– Еще более злобный, чем его недоброй памяти папенька, – вполголоса произнес Эрик. – Если мы все же окажемся в шаговой доступности от настоящего живого марсианина, на кайзера, возможно, придется надеть намордник.
Но я скоро позабыла о своих спутниках, очарованная самим судном. Впервые я увидела «Фатерлянд» в ярком утреннем свете. Даже в ангаре он выглядел внушительно – огромный металлический цилиндр на бетонной площадке, на фоне которого окружающие строения и обслуживающие машины казались совсем крошечными. Его днище покоилось на колесах, а по бокам были стабилизирующие плавники, как и на хвосте, где располагался мотор.
И вот раздалась команда:
– Приготовить судно ко взлету!
На серую металлическую поверхность дирижабля набросили что-то вроде сети, и рабочие, снующие вокруг как муравьи, вручную выкатили его из ангара.

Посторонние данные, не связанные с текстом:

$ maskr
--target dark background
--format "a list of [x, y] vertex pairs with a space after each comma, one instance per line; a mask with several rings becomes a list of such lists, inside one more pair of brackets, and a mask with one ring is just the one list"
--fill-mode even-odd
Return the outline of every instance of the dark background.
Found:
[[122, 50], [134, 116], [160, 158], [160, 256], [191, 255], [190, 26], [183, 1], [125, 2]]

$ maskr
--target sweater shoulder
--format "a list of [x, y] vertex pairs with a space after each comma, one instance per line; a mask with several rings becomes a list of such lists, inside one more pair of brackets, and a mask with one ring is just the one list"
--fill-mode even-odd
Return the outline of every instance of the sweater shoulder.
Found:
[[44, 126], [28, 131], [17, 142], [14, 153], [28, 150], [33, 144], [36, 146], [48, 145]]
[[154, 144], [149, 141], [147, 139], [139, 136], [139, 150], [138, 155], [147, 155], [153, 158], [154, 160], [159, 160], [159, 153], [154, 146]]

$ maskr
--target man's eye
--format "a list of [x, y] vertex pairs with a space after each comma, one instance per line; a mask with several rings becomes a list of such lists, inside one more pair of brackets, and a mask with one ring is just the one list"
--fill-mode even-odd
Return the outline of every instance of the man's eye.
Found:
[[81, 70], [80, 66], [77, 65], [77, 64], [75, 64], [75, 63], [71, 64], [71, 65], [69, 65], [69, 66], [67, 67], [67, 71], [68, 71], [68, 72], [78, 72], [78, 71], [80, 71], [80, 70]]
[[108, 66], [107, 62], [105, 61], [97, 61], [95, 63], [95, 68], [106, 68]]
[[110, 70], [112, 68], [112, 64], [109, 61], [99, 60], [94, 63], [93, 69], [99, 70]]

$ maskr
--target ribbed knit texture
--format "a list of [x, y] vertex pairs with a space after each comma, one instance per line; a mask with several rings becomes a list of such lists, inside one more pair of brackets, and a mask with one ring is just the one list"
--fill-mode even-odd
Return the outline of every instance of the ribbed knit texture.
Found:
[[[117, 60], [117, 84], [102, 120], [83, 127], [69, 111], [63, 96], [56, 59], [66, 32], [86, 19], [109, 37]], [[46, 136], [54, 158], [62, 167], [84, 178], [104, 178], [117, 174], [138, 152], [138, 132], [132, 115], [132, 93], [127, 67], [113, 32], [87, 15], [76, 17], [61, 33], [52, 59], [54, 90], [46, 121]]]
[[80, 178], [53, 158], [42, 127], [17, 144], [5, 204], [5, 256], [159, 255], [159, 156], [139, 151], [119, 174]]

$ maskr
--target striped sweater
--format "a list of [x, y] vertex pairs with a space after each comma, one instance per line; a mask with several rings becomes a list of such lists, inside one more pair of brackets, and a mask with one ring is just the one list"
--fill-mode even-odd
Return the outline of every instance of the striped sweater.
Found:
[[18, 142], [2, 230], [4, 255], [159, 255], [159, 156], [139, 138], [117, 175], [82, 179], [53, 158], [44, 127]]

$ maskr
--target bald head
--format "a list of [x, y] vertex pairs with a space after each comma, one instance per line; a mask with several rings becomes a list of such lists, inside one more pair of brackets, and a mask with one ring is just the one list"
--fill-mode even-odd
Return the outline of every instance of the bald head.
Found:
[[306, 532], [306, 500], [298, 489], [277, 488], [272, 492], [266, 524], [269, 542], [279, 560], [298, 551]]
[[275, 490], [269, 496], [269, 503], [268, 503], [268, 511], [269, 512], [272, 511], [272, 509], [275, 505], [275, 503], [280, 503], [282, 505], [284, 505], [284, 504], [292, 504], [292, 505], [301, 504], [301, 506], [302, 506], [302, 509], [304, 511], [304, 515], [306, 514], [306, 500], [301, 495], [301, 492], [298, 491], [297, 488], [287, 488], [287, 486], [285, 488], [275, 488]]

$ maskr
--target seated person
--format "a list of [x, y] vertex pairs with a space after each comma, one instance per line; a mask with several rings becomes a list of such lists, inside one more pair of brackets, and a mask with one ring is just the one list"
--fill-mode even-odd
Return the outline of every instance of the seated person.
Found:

В воздухе витал приторно-сладкий запах – как мне сказали, обычный при заправке водородом. Чем ближе мы подходили к судну, тем более внушительным оно казалось: в нем было никак не меньше трети мили от носа до кормы. Но больше всего впечатлило меня не это, а его символика. Мы живем в новую эпоху глобальных федераций – но, глядя на «Фатерлянд», нельзя было этого понять. Он был выкрашен в цвета Германской империи – ярко-желтый и черный, а на носу был выведен мощный орел, также черный, высотой по меньшей мере футов в сто. И если впереди размещалась гондола для пассажиров, а позади – мотор, то средний отсек, как заметил Эрик, предназначался для бомб.
Пассажирский отсек был разделен на две палубы – верхнюю, где находились кухня, кладовые и жилой модуль команды, и нижнюю, где располагались наши каюты, комнаты отдыха и столовые. На большом воздушном судне всегда полно места; здесь был даже рояль, на котором музыкант играл избранные сочинения Вагнера, пока мы поднимались на борт. Мы быстро нашли наши каюты и разместились. Обстановку собственной каюты – стены с мягкой обивкой, складную койку, телефон, электрические лампы, – я изучила позже. А сейчас я уже слышала, даже чувствовала, как дрожит корпус судна от работы огромных моторов, и поспешила в главный зал, чтобы увидеть взлет.
Я села рядом с Эриком и Хопсоном – Уолтер удалился в каюту и корпел там над своими заметками, не желая прерывать исследований. Зал был отделан по последнему писку моды: бежевые стены, яркие люстры под потолком, стеклянные столы и кресла с хромированными поручнями. На нашем столе стояла даже небольшая ваза со свежими цветами. По сравнению с этим великолепием старая добрая «Лузитания», воспоминания о которой я бережно хранила, казалась совершенно невзрачной.